Emily Bronté, the author of Wuthering Heights present women that rebel against constraining and oppressive social norms attempting to free their passionate natures from the many limiting forms of the yokes and moulds of convention. Rebellion pervades Wuthering Heights. Its key note is passion and this made female imagination free from the previous social and literary conventions of the monotony of the domestic sphere.

In the novel, the characters, Cathy and Hareton’s revolt against Heathcliff, mirrors Caherine and Heathcliff’s revolt against Hindley. Emily uses this to emphasise that Catherine ought to have rebelled and married Heathcliff. This is the crux of the novel, favouring passion over convention.

Catherine Earnshaw prefers to explore the moors with Heathcliff instead of making puddings and sewing.
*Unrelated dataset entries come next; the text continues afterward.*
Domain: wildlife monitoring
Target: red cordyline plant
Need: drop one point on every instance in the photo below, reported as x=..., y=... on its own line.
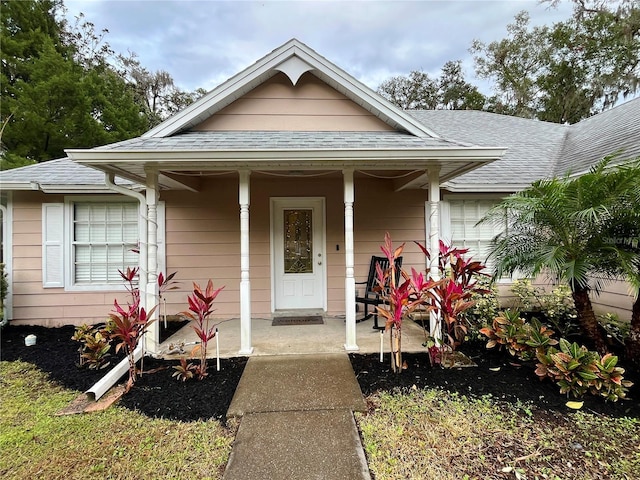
x=401, y=294
x=129, y=324
x=200, y=308
x=452, y=295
This demonstrates a passion and a restlessness that cannot be compressed into the conventional female sphere. Her wanting to marry Edgar Linton, to be the grand woman of the neighbourhood would traditionally be commended by the Victorian society but Emily portrays it as having disastrous consequences.

The readers of Wuthering Heights could hardly comprehend the love of Catherine and Heathcliff but no reader ever forgets it. Emily Bronté created a dynamic and passionate alternative to the dreary domestic monotony that faced many Victorian women and gave way to free thinking about relationships between love and social convention.

This passion has remained with the readers since the novel was published, and has left hearts and minds, as well as the wild moors, haunted by the restless ghosts of Catherine and Heathcliff.

Economic hardships

Both Gajaman Nona and Emily Bronté, underwent economic hardships. The former had to battle with all kinds of domestic adversity and only her razor-sharp intelligence opened a way to improve her life prospects. Though she was without substantial property left by her two dead husbands, she invariably found a way to sustain her four children.

She earned a scanty income teaching the children of higher class families and by eulogizing important personnel. Her father’s death plunged her into deeper misery and it was only her poetic flair that made it possible for her to tide over bad economic times.

For Emily too, there was no regular income. They had managed all their lives on a poor clergyman’s wage. Some days the meat on their dining table was a gift from one the parishioners. Emily and her older sister Charlotte were teachers for a time.

It was the youngest sister who was a governess and kept her job for a long time. When Aunt Branwell , who minded them when little and kept house for the family, died, she left a legacy for the all the children and they managed well for some time.

If both these clever women lived 150 years later how well they could have managed their finances and their lives. They could have had their own school or they could have written poetry and novels and collected their money. Imagine what they would have done with a crowd like that would come to an open air pop concert?

Would Gajaman have thrived and held sway spouting poem after poem? Would Emily have taken one look at the crowd and run away to the bleak and lonely moorland? Mostly, perhaps they would have liked lecture auditoriums filled and a university ambience. It is not easy to surmise but what opportunities they would and could have had! The first would be the recognition for what they were worth, their overwhelming literary value.